Tous les philanthropes devraient en faire autant. Mon mari a également consacré la moitié de son patrimoine à une cause chère à son cœur, le mouvement LGBTQ. J’aimerais que plus de personnes financent des projets qui leur semblent importants avec une partie de leur patrimoine pour créer un monde meilleur.
«Nous devons travailler avec chaque génération pour comprendre qu’une société qui accepte tout le monde est une meilleure société.»
Scott C. Miller
C’est ainsi que les fondations et les philanthropes remplissent leur rôle?
Ils permettent d’améliorer la vie des personnes qui sont mises à l’écart de la société et ne sont pas suffisamment soutenues par leur communauté ou le gouvernement. L’un des principaux enjeux que doivent relever les fondations consiste à leur donner la parole et l’opportunité de mener une vie décente. Bien entendu, elles accomplissent d’autres tâches et comblent des lacunes, notamment dans le domaine de la culture ou la préservation de notre histoire.
Dans le monde entier, de nombreuses fondations poursuivent des objectifs similaires. Est-il possible d’améliorer la collaboration?
Bien sûr. Tout le monde gagne à pouvoir apprendre de ses pairs et partager des choses avec eux. La Gill Foundation a lancé la conférence OutGiving dans cette optique.
Quel était l’objectif?
Nous voulions réunir les philanthropes LGBTQ pour qu’ils puissent partager leurs expériences.
A‑t-il été difficile de convaincre les philanthropes et les fondations de participer?
Tim a organisé la conférence pour la première fois en 1996. Il s’était rendu compte qu’il n’avait aucun pair. À l’époque, beaucoup de gens ne voulaient pas s’engager ouvertement dans le mouvement LGBTQ. De nombreux dons étaient anonymes. Il était clair qu’on pouvait faire évoluer les consciences en proposant des objectifs réalisables à court terme, des objectifs acceptables, dont les avantages étaient palpables et la contribution possible.
La conférence a‑t-elle porté ses fruits?
L’un de ses principaux intérêts a été de faciliter la coordination des efforts. En définitive, cela a joué un rôle dans l’introduction du mariage homosexuel aux États-Unis. D’autres sujets sont également sur la table, comme la lutte contre le changement climatique, où les fondations travaillent ensemble. Mais une meilleure coordination est indispensable, ce qui demande du temps et de l’argent. Nous devons en parler, c’est de notre avenir qu’il s’agit. Les menaces qui pèsent sur notre monde ne se limitent plus à certaines régions. Notre communauté mondiale ne peut pas poursuivre sa croissance effrénée avant d’avoir trouvé des solutions aux problèmes. Si je peux, en tant qu’ambassadeur, contribuer à la création d’un meilleur réseau pour les fondations, ce sera avec plaisir.
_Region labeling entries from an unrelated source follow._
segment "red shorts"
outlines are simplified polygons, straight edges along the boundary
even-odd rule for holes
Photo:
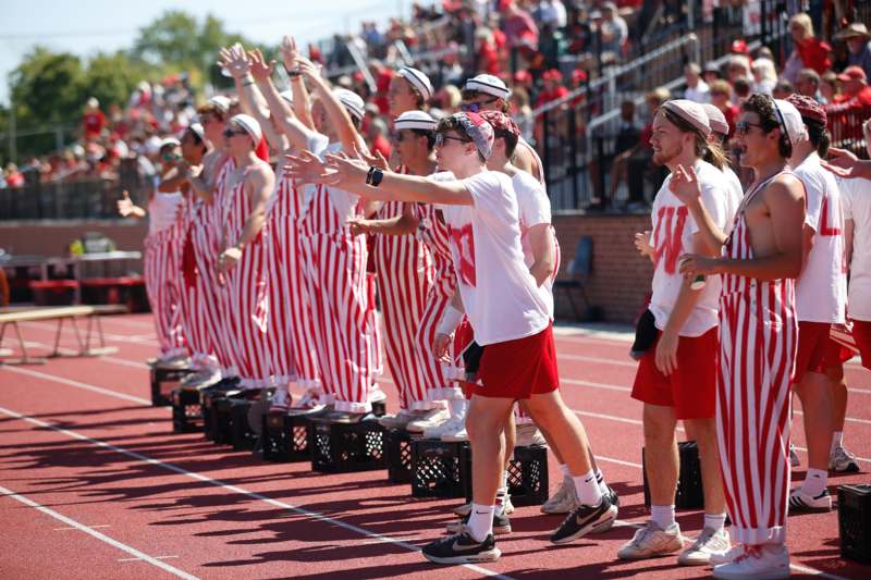
[[[657,340],[641,357],[633,384],[633,398],[650,405],[674,407],[677,419],[713,419],[716,411],[716,359],[719,329],[701,336],[680,336],[677,368],[663,374],[657,368]]]
[[[859,347],[862,357],[862,367],[871,370],[871,320],[852,321],[852,338]]]
[[[531,336],[484,346],[479,377],[475,394],[481,397],[517,400],[556,391],[560,374],[552,324]]]
[[[825,372],[829,367],[837,367],[845,358],[845,348],[831,337],[831,322],[799,322],[798,353],[793,383],[800,383],[806,372]]]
Souhaitez-vous concentrer vos efforts sur un sujet particulier pendant votre mandat?
La Suisse et les États-Unis entretiennent de bonnes relations bilatérales, ce qui leur a permis d’accomplir de grandes choses. Je suis complètement séduit par le modèle de l’apprentissage, qui est solidement établi en Suisse. Aux États-Unis aussi, j’aimerais qu’on travaille avec les jeunes, qu’on les épaule, pour qu’ils prennent leurs responsabilités et développent leurs aptitudes sociales. Je pense que les entreprises suisses ayant des filiales aux États-Unis, notamment, pourraient introduire ce modèle outre-Atlantique. C’est un investissement dans la main‑d’œuvre de demain, et tous les pays devraient le faire.